Roussin has since posted an apology on Facebook that George rejects.

“She told me she had zero experience with residential school,” George said in an interview Tuesday.

Roussin’s amended post included an apology.

“She also told me to Google a man to teach me about survivors and my own intergenerational trauma.”

George further alleged Roussin was “disregarding and silencing the Indigenous voices” by deleting their critical comments on her original post.

Residential schools are a flashpoint in the colonial timeline of Indigenous Peoples in Canada. Thousands were sickened and abused while being stripped of their families and culture.

Marcia Callewaert John of nearby Vargas Island, whose husband is a residential school survivor, said Roussin offended members of the Yuułuʔiłʔatḥ, Tlaoquiaht,  and Hesquiaht coastal nations. 

She noted Roussin’s stores operate on the unceded territories of the Ucluelet and Tlaoquiaht.

“Your words are beyond insulting to the Indigenous survivors of these schools,” she wrote under Roussin’s post.

Pina Styles has two outlets in coastal B.C. Photo: Facebook

Roussin, in that original post, said asking kindergarten kids “to wear masks all day here” was turning all schools into “residential schools.”

She added “Canada’s legacy continues” before including the hashtag “#saveourchildren”.

Callewaert John urged Roussin to speak with residential school survivors about the harm she was causing.

“Wearing masks does not equate our schools to residential schools. Good God that makes me sick you think a mask is the same as rape and murder,” Callewaert John said under the post.

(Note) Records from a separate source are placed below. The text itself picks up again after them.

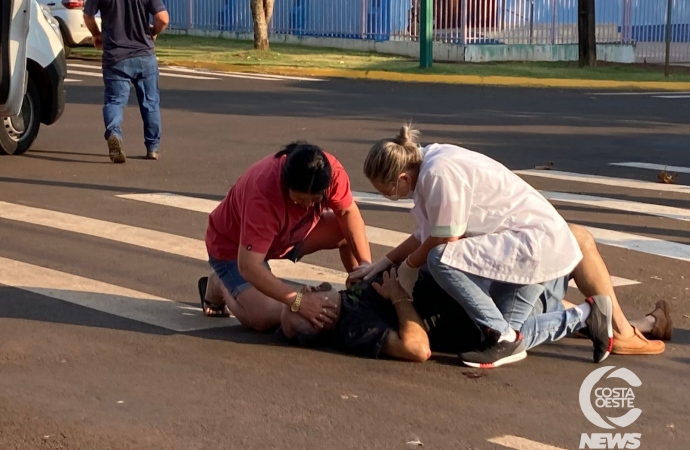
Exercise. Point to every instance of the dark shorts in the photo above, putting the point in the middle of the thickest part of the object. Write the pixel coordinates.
(229, 271)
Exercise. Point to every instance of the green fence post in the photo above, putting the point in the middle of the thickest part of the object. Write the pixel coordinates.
(426, 48)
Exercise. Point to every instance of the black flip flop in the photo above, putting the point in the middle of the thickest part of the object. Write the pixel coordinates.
(205, 304)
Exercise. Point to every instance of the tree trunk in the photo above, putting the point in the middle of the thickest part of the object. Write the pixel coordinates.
(587, 33)
(262, 11)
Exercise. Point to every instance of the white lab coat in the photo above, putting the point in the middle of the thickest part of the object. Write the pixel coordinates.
(512, 233)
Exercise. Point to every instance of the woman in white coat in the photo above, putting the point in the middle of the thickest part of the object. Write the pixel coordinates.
(491, 241)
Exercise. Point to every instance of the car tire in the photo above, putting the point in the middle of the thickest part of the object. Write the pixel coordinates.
(14, 140)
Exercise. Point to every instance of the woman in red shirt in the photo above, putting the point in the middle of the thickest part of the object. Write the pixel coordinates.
(277, 210)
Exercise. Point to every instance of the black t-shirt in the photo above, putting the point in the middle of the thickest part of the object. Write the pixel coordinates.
(366, 318)
(125, 27)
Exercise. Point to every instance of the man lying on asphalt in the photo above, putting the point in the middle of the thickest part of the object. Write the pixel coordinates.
(377, 318)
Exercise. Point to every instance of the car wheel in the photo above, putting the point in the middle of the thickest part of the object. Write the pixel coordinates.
(18, 133)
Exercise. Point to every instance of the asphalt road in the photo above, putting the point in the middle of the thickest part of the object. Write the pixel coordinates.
(92, 357)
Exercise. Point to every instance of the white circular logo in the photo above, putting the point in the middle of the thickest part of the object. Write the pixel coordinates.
(610, 397)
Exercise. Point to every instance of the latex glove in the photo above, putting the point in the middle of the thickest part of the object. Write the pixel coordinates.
(407, 277)
(367, 271)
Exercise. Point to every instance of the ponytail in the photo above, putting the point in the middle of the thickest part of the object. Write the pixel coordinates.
(388, 158)
(306, 168)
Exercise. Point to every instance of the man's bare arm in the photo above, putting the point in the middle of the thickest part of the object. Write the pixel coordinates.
(411, 341)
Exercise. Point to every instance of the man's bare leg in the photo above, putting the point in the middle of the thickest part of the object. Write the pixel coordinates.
(593, 278)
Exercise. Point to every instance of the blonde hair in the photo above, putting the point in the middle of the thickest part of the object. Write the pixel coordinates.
(388, 158)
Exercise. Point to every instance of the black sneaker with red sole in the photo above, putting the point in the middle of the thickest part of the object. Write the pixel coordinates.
(495, 354)
(600, 326)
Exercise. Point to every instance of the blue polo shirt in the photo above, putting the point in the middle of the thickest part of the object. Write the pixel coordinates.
(125, 27)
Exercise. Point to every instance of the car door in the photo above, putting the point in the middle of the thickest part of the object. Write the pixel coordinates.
(14, 28)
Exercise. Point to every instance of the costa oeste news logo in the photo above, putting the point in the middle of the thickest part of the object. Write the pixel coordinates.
(606, 398)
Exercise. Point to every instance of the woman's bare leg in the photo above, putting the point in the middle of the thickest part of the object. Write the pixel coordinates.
(593, 278)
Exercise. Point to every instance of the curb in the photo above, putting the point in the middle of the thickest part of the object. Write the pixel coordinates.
(475, 80)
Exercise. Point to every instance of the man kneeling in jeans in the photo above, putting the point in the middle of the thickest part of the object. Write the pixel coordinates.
(377, 318)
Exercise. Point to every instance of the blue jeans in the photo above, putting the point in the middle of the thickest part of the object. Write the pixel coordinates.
(535, 310)
(142, 72)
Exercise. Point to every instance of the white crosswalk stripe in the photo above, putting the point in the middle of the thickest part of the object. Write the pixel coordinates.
(620, 205)
(179, 317)
(380, 236)
(105, 297)
(605, 181)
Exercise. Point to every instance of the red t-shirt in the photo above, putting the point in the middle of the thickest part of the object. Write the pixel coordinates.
(258, 214)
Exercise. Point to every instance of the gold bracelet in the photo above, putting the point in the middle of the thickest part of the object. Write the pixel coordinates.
(400, 301)
(295, 305)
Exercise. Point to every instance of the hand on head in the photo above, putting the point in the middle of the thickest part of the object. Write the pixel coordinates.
(320, 305)
(390, 287)
(367, 271)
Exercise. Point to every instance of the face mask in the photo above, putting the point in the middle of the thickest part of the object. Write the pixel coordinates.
(395, 196)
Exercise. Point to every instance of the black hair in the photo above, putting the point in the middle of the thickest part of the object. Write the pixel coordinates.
(306, 168)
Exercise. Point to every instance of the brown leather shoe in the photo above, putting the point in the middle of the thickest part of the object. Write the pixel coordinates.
(636, 345)
(663, 325)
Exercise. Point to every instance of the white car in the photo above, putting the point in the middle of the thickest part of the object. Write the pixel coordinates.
(32, 73)
(70, 16)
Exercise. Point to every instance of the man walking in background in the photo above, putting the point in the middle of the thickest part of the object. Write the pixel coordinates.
(129, 56)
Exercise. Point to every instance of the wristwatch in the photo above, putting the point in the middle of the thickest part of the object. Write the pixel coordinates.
(400, 300)
(295, 305)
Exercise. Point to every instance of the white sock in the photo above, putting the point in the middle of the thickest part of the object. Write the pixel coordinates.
(510, 336)
(584, 310)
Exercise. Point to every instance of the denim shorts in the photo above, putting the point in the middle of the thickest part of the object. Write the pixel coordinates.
(229, 272)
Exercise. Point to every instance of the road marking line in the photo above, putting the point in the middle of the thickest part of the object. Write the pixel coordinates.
(642, 244)
(107, 298)
(620, 205)
(252, 76)
(519, 443)
(379, 236)
(86, 74)
(279, 77)
(158, 241)
(188, 77)
(247, 75)
(628, 241)
(382, 236)
(650, 166)
(607, 181)
(633, 93)
(163, 74)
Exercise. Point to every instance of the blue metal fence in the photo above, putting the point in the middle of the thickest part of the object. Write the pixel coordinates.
(469, 22)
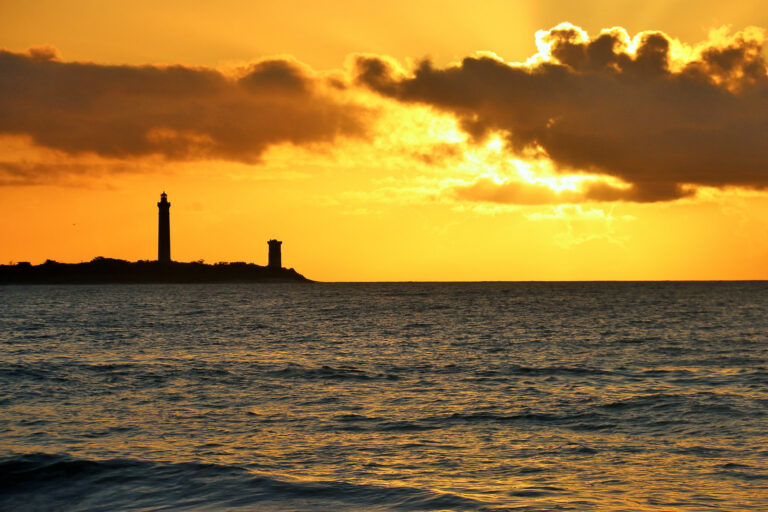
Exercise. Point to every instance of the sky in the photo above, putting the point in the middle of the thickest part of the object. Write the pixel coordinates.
(403, 141)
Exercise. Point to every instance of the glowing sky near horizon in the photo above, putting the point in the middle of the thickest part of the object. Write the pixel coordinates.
(525, 149)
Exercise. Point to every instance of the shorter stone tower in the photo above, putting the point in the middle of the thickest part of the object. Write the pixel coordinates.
(275, 259)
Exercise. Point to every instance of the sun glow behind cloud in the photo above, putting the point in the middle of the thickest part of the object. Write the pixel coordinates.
(426, 171)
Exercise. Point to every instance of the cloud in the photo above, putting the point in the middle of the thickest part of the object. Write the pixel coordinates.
(650, 111)
(176, 112)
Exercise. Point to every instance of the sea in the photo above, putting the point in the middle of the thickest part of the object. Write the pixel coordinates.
(604, 396)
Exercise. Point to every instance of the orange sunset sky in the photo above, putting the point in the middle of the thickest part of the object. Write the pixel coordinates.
(498, 140)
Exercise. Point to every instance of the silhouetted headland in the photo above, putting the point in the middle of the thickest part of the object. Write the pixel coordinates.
(109, 270)
(164, 270)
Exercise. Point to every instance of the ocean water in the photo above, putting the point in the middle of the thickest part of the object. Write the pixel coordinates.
(408, 396)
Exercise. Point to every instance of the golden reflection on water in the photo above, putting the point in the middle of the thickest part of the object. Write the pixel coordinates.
(394, 393)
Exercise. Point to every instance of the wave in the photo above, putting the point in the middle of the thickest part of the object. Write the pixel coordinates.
(61, 482)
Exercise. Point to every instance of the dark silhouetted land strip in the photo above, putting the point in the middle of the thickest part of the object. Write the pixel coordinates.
(108, 270)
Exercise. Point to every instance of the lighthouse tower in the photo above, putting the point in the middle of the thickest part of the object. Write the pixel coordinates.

“Yes it does,” Roussin replied.

Defend that

“Wow. The fact that you would defend that is even more sick,” Callewaert John added.

In her apology, Roussin asked the community to unite against what happened in the past and what is happening now.

“Let’s stand together against the government, crown and corporations that have committed such horrendous crimes against humanity. Can we do that?”

Callewaert John said the apology was widely panned.

“She has been sharing anti vax theories since the beginning of the pandemic and this is the second time our tight-knit community has taken issue with her social media posts,” Callewaert John said in an interview.

Community members

“But despite numerous Indigenous community members from several nations trying to educate her she was very firm in her stance.”

Roussin said she sees similarities between the pandemic’s health restrictions on children and what happened in residential schools, which operated in Canada as an assimilationist tool for nearly 100 years.

She also fears anyone with a different opinion is being censored into silence.

George feels that’s hypocritical since Roussin regularly removes Indigenous voices addressing the “conspiracy theories” she posts on her Instagram business page.

“I also feel the urge to include this mentality of hers…using others’ trauma isn’t the first. She’s also used Black Lives Matter and the Holocaust in the past,” George said.

Editor’s note: This story was amended 07/04/21 to add Savannah George’s first name and correct the name of her First Nation.